Clock key to tuning perfection
PERFECT tuning has long eluded the world's musicians: like the yeti its existence is assumed but so far never authenticated. For centuries the 12 standard intervals divided an octave have left players struggling with an imperfect harmonic jigsaw.
Violinists, with wide freedom to control their instruments, make constant tuning adjustments. But pianists and guitar players, working with a more rigid mechanical framework must steel themselves to accept sounds which sometimes come out slightly wrong.
Today, at London's Barbican Centre the curtain is being raised on the Lucy scale, an attempt by a computer-literate guitarist to build on the work of an 18th-century clockmaker. The aim is to remove the fundamental artistic obstacle which forces instrumentalists to play an A sharp as if it were a B flat, when all their instincts shout that they are different.
Charles Lucy, the scale's inventor who often busks on London's Underground, said: "If this catches on, the public will have an alternative system to create music: much more harmonious, much more consonant."
The deficiencies of the conventional 12-tone scale had worried Lucy for years.
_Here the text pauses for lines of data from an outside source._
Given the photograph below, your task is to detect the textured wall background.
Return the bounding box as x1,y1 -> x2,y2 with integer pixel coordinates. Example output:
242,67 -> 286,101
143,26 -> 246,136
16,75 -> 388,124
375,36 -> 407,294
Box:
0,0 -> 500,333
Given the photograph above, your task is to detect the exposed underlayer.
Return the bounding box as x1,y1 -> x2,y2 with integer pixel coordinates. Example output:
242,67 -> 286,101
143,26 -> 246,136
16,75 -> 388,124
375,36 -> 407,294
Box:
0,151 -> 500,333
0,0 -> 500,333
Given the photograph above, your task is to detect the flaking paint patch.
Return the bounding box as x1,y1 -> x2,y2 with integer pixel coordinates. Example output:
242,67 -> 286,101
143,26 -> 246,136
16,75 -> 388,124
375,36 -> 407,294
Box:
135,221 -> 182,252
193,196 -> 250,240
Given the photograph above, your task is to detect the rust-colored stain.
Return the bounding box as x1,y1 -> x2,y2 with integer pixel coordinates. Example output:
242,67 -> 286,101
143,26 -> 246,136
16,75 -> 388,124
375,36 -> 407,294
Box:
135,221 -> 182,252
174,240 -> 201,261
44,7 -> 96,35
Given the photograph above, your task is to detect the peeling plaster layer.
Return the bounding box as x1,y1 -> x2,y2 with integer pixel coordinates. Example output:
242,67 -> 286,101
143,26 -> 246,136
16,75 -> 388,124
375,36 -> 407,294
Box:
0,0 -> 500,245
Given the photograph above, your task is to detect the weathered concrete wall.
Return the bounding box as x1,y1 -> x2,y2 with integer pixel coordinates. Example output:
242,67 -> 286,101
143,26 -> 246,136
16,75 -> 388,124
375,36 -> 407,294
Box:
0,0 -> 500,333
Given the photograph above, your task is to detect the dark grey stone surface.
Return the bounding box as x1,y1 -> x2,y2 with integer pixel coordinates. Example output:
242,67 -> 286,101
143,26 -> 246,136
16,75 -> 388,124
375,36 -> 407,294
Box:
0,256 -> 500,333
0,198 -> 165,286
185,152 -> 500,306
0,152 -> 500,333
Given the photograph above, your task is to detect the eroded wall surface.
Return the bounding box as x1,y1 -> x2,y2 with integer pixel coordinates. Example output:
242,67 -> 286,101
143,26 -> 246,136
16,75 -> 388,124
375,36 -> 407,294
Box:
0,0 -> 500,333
But his attempts to straighten them out proved fruitless until he discovered the work of John Harrison (1693-1776), inventor of the marine chronometer. After squeezing 20,000 pounds out of the govenment, Lucy devoted himself to perfecting "the really true scale of musick".
It was Harrison's work on the subject, enshrined in the City at The Clockmakers' Library, which put Lucy on the right track. "I took his numbers and equations and worked them through on the computer."
Harrison's discoveries showed that the closest approximation to perfection required the division of a scale into 19 or 25 parts, as opposed to the classical 12. Applied to a guitar, the Harrison/Lucy solution means providing 19-25 fretted divisions. Although careful to point out this is just one of hundreds of variants proposed throughout the ages, Lucy admits: "The difference is, this one seems to work." The Barbican guitar weekend is the acid test.
Darrel Mayers - The Sunday Times 29th November 1987.